Die Angst fährt mit
Immer ist man nicht so freundlich gestimmt... |
„Meint er mich?“
Selbst in meinen eigenen Ohren hört sich der hysterische Unterton meiner Frage bänglich an. Der Uniformierte winkt lässig und Josephs
resignierte Feststellung, dass das Polizeidepartement das korrupteste in ganz
Kenya sei - was hier etwas heissen will – spukt in einem fort in meinem Kopf
herum.
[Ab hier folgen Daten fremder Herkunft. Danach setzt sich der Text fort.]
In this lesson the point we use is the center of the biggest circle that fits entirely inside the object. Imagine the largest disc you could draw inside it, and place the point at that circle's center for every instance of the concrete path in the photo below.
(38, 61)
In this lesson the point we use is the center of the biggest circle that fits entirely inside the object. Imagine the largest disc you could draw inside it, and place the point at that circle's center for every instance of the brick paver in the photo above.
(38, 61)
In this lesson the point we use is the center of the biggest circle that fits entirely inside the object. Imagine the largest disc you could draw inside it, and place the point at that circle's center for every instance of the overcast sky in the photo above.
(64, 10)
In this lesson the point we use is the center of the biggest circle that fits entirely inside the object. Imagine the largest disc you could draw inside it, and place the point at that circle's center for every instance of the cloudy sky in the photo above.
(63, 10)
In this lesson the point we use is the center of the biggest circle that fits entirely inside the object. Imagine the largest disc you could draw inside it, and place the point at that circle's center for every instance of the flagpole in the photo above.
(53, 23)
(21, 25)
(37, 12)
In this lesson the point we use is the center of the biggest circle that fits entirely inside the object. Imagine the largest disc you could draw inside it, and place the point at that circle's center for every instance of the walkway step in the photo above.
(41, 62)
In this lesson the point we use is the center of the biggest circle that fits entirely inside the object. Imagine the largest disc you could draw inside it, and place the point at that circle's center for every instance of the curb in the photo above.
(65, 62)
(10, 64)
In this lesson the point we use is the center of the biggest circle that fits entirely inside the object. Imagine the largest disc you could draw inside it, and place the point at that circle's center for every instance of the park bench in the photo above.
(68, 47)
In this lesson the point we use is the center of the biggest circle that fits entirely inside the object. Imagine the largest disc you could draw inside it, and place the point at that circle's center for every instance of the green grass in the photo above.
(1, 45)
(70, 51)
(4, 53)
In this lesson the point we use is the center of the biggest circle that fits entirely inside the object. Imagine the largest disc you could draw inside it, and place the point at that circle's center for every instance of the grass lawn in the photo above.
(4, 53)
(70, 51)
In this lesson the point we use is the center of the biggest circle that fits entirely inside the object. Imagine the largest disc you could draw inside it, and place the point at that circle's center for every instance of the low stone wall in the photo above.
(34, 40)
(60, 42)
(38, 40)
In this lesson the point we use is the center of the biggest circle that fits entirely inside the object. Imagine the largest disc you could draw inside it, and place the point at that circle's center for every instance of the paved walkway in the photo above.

Überflüssigerweise fällt mir zudem der kürzlich im Radio gehörte Bericht
ein, in welchem sich die Journalisten darüber aufregten, dass die Polizei viel
zu schnell und viel zu oft scharf schiesse (damals musste ich an die Kollegen
in der Schweiz denken, die sich zehnmal überlegen, ob sie ihre Waffe ziehen
wollen und fünfzigmal, ob sie dann auch abdrücken). „Nein, er will die
Lastwagen anschauen, fahr weiter.“ Sind es die roten Kontrollschilder, die uns
jeweils an den Police Checkpoints schützen und die dunkelblau Gekleideten nur
einen uninteressierten Blick in unsere Richtung schicken lassen? Ich weiss es
nicht, und im Grunde ist es mir egal, Hauptsache, sie verschonen
uns. Wieder einmal Glück gehabt. Dennoch sitzt mir die Angst ständig im Nacken
und versucht, obwohl resolut zurückgedrängt, aufdringlich penetrant überhand zu
nehmen. Eine Fahrt über Land in Kenia hält nämlich einiges an Gefahren bereit.
Was wäre, wenn eines der Zicklein, eine der Kühe oder ein Esel es sich
urplötzlich anders überlegt und statt friedlich am Strassenrand zu grasen einen
unkontrollierten Sprung auf die Fahrbahn macht, von mir überrollt wird und eine
aufgebrachte Dorfgemeinschaft in ebenso unkontrollierter Wut auf mich
losstürmt? Keine schöne Vorstellung. Genauso wenig erpicht bin ich auf den spitzen
Stein der unbefestigten Strasse, der ausreicht, um den Pneu zum Platzen zu
bringen. (Obwohl wir Ersatz dabei haben.) Richtig anstrengend wird’s aber dann,
wenn man sich nach 7 Stunden Autofahrt zum Schluss in Nairobi im verrufenen
Eastleigh verfährt. Das Navi Wege anzeigt, die es ganz einfach nicht gibt,
Verzweigungen unauffindbar sind und eine Flucht unmöglich ist, die Stimme im
Ohr indes dauernd fordert: „Kehren Sie wenn möglich um.“ Hm, nichts lieber als
das, wäre es denn durchführbar. Die Verzweiflung wird perfekt, sobald sich
nicht einmal mehr der Richtige orientieren kann. All die Menschen, all die
Häuser, all die Strassen und vor allem all die Fahrzeuge. Eine Blechschlange
reiht sich an die nächste, Fussgängerstreifen über 4spurige Autobahnen tragen ebenso
wenig zur Übersicht bei, wie die draufgängerisch rücksichtslosen Matatufahrer.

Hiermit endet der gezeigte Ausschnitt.